CEO Allan Thygesen hailed the firm’s suite of new AI integrations as key revenue drivers
Shares of electronic signature technology firm DocuSign (NASDAQ:DOCU) spiked 14% in after-hours trading Thursday as investors weighed the company’s moderately better-than-expected third-quarter sales and earnings.
In addition, traders bid up DOCU stock even though DocuSign’s full-year revenue guidance range was similar to what analysts had anticipated.
However, the market seemed to be on board with DocuSign CEO Allan Thygesen’s confident tone. According to Thygesen, the company “delivered powerful new innovation for customers highlighted by new capabilities to its Intelligent Agreement Management (“IAM”) platform” in 2024’s third quarter.
DocuSign enlists AI technology
DocuSign emphasized that its third-quarter IAM platform highlights include adding the capabilities of Lexion, a leading provider of AI-powered agreement management software. Lexion’s capabilities include the “ability to surface insights from a more extensive array of agreement types”.
Another example is DocuSign’s addition of “AI-assisted review” features to its Contract Lifecycle Management product offerings. The new features, which are currently available in Microsoft Word, allow for “AI-generated markups, language recommendations, and generative Q&A”.

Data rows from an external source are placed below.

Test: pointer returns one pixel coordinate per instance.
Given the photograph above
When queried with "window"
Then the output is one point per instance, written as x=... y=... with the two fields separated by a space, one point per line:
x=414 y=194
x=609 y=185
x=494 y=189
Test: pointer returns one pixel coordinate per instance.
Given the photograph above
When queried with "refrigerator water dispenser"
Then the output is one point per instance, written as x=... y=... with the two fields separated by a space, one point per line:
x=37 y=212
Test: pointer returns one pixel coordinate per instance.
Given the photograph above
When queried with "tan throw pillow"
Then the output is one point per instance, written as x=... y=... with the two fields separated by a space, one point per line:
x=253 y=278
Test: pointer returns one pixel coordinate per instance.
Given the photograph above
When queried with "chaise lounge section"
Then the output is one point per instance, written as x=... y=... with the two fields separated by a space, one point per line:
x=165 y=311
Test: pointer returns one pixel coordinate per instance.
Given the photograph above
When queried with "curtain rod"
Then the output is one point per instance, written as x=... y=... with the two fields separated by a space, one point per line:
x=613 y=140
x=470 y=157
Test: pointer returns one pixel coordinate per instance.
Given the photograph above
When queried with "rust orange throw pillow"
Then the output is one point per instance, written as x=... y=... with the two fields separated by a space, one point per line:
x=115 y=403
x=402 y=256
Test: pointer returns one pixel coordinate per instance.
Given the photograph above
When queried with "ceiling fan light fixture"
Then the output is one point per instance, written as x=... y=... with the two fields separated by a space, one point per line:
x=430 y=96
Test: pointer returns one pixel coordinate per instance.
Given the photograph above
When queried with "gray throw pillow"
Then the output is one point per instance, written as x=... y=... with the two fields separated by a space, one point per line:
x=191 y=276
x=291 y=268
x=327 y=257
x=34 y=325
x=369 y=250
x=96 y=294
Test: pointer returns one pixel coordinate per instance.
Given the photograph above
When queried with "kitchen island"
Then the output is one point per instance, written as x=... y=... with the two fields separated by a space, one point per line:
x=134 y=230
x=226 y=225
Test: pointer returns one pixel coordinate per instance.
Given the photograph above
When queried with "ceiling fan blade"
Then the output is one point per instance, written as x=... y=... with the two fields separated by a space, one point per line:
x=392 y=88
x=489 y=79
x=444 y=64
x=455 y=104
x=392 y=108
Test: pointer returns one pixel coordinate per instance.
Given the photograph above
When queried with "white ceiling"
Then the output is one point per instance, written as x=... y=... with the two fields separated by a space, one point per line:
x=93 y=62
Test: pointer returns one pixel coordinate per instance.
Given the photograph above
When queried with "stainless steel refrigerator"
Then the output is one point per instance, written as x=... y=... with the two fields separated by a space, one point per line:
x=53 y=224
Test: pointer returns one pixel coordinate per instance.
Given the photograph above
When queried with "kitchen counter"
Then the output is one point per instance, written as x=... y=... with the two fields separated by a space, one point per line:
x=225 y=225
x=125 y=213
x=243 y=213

Analysis: DocuSign may have some proving to do
Does DocuSign’s AI-infused IAM platform represent “powerful new innovation” and, just as importantly, a powerful revenue generator for the company? Going forward, proving IAM’s value and growth potential to investors may be easier said than done.
For what it’s worth, DocuSign stock did surpass Wall Street’s expectations in the fiscal third quarter. Specifically, the company reported revenue of $754.8 million and adjusted earnings of $0.90 per share, thereby exceeding the analysts’ consensus revenue estimate of $744.3 million and earnings estimate of $0.86 per share.
These weren’t extremely wide beats, though, and DOCU stock’s post-earnings pop may seem exaggerated. Again, the market might have reacted to Thygesen’s confidence as well as to DocuSign’s emphasis on AI technology integration.
Stock traders could also celebrate DocuSign’s full-year revenue guidance range, which the company upward-revised to $758 million to $762 million. The midpoint of that range is $760 million, which comes in 0.5% higher than the analysts’ consensus estimate.
Again, there isn’t a huge “beat” here. Now effectively an AI stock, Thygesen and DocuSign must prove to shareholders in the year’s final quarter that its AI-embedded products will significantly contribute to expected-beating sales and profits.